I get the feeling that in the older stages of Indoeuropean, many verbs
that expressed feelings and sensations didn't have an animate nominative
(agent), but an animate dative (experiencer). These experiencer
constructions evoke that thoughts/feelings/impressions happen to the
people rather than that the people actively cause them.
>Unless I have been
>completely misinformed, I believe "Ich bin kalt" is also possible German,
>tho with the meaning: 'I am [sexually] frigid'.
It could be used in that sense, but to me, this seems rather a unusual
use. You may have messed it up with "heiss sein" (to be hot). Someone
(Swiss or German) told that a German girl had asked him how to say "mir
ist heiss" in English. He said she should say "I am hot", and got a slap
in his face because she believed he wanted to make her say "I am sexy".
However, you can also say "ich habe kalt/heiss" (I have cold/hot), and to
me, this seems even a little bit more usual than "mir ist heiss/kalt" (to-
me is hot/cold), which might be but a regional preference, I don't know.
>> unless it is the
>> null-pronoun 'es' used for valence-0 sentences like 'Es ist kalt.', so
>> you could say 'Es ist mir kalt.'/'Mir ist es kalt.' But that's no
>> subject, it cannot be gapped:
>>
>> *Mir ist es kalt und regnet.
>> Mir ist es kalt, und es regnet.
>>
>> This type of 'es' is purely syntactic.
>
>Yes, like _il_ [masc.] in French _il pleut_, _hi_ [fem.] in Welsh _mae hi'
>n glawio_ or the _it_ [neut.] in English _it is raining_. yes, they aare
>'dummy subjects_ required by the syntax of the languages.

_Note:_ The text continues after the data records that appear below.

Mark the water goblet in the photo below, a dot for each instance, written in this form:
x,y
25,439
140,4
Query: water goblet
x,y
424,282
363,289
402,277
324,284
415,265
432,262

The German dummy subject has another funny use. Count the number of
subjects of the following sentence:
"Es liegt ein Schatz im grünen Rhein." (It lies a treasure NOM in-the
green Rhine.) 'A treasure lies in the green Rhine.
This sentence has appearently two subject! But the "es" can easily be
dropped:
"Ein Schatz liegt im grünen Rhein."
The "es" can even pre-repeat a plural subject:
"Es sprachen zwei Männer miteinander." (It spoke two men NOM with each
other.) 'Two men spoke with each other.
I suspect this use of the "es" is best explained with speech rhythm.